Pewnie wyśmieją mnie mamy, które co drugą noc mają nieprzespaną, bo dzieciak ma kolki lub po prostu nie ma chęci na sen, ale z mojego punktu widzenia wygląda na to, że mój pies zaczął mnie hartować i przygotowywać na to, że na świecie już za chwile pojawi się dziecko, które może nie dać mi spać.
Dlaczego?
Po prostu postanowił mieć sraczkę. A jak ma sraczkę, to budzi mnie co godzinę i prosi, aby z nim wyjść. Jest bardzo mądry, bo inny to by pewnie narobił w mieszkaniu, Welwet na szczęście do tego nie dopuszcza. No i tak właśnie spędziłem ostatnią noc na ciągłym wchodzeniu do łóżka, wychodzeniu, przebieraniu się, wychodzeniu z psem, wracaniu, przebieraniu się, wchodzeniu do łóżka i tak dalej.
Nie ma się co złościć na psiaka. Zmieniamy mu karmę i tak to często wygląda.
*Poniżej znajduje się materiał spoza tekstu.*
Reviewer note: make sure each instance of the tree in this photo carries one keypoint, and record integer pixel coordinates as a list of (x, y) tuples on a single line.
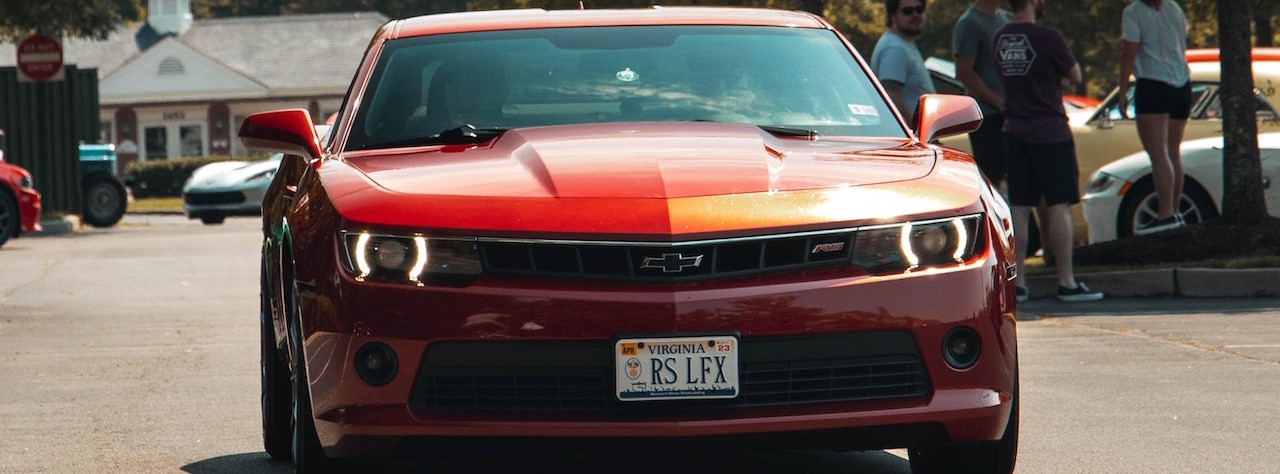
[(71, 18), (1242, 169)]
Piec ciągle je jedno i to samo suche żarcie, a jak dochodzi do jakiejś zmiany to organizm głupieje.
Chciałem się jednak pochwalić tym, że pomimo nieprzespanej nocy udało nam się z Kasią (i Welwetem) skorzystać z tej pięknej pogody. Byliśmy na spacerze w lasku, połaziliśmy, poleżeliśmy i pozapoznawaliśmy się z robaczkami i pajączkami. Pies się wybiegał, a my chociaż odrobinę odpoczęliśmy od miejskiego zgiełku. Poniżej kilka fotek zrobionych aparatem. Jak ja lubię ciszę, spokój, brak ludzi i dźwięk śpiewających ptaków… w latach dziecięcych kompletnie siebie o to nie podejrzewałem.